Leaders do things that are new. The problem with being a leader is that you are often poorly understood because, almost by definition, you are one of the few people who understand the potential of your idea. Then you somehow have to convince the managers, who are focused on the current business processes, to give the new idea a go. This can be a really hard thing to accomplish, because try as you might the managers will not see the idea. Almost by definition, they can't.
Unless you happen to be Bill Joy. You know, wrote Berkeley Unix, started Sun Microsystems, blah, blah, blah. In this interview with Maria Bartiromo, Joy proclaims that green is the next big thing. The next wealth creation thing. The next MONEY thing. So when you are trying to push your green sustainability ideas to the higher ups, just say "Well, Bill Joy thinks that going green is the next opportunity for massive wealth creation." It can't hurt to have Bill on your side, and it might just help.
Interesting article/interview.
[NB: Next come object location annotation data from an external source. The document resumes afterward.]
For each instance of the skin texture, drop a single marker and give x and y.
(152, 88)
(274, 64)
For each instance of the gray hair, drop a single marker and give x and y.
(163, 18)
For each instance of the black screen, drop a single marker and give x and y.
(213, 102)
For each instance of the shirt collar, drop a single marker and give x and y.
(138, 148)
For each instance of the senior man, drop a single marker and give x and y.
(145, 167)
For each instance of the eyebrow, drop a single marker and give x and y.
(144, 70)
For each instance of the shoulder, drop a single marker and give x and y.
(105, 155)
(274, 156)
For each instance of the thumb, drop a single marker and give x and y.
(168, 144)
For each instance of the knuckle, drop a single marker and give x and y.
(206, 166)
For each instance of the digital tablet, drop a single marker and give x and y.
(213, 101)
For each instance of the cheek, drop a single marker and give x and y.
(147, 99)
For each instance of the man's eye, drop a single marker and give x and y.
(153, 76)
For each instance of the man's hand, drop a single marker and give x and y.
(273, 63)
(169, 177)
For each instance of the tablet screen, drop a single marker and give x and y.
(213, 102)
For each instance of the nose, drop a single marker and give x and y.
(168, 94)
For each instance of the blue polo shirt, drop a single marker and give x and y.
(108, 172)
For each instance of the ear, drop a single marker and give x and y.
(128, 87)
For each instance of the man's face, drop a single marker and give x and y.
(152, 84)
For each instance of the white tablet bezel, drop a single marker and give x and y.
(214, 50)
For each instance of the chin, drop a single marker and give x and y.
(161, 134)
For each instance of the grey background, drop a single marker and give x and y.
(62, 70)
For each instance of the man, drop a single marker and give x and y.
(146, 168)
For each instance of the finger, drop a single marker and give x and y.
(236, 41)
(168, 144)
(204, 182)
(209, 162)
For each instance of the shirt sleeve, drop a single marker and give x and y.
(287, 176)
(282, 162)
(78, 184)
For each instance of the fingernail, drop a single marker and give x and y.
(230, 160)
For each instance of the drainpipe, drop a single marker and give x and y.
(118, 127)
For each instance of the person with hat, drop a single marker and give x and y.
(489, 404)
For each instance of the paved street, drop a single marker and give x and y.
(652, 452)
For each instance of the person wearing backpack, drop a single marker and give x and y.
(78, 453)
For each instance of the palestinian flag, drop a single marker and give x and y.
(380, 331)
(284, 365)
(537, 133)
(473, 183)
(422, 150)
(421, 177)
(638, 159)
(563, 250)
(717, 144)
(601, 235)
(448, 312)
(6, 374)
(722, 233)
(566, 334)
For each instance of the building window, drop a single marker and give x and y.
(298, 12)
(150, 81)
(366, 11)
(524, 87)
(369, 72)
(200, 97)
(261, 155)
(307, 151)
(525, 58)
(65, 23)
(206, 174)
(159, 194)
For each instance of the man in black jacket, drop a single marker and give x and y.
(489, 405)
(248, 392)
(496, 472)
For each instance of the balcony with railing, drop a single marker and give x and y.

The problem with corporations these days is that they have been hi-jacked by the "shareholders' rights" movement, which insists that there is one and only one purpose for corporations--make money for the shareholders. They hold this even though the "shareholders" (i.e. people) have a variety of goals they are pursuing when they invest. Obviously making money is significant, but is it really the _only_ thing that people want when they invest. Not killing others to make a buck, not supporting unfair labor practices, not destroying the environment--in the past most SRI practices were negative screens. Now, as we realize how powerful corporations can be (and how in the US we've weakened govts), people are turning to corporations to help them pursue positive social changes. Green computing is just one example of this trend.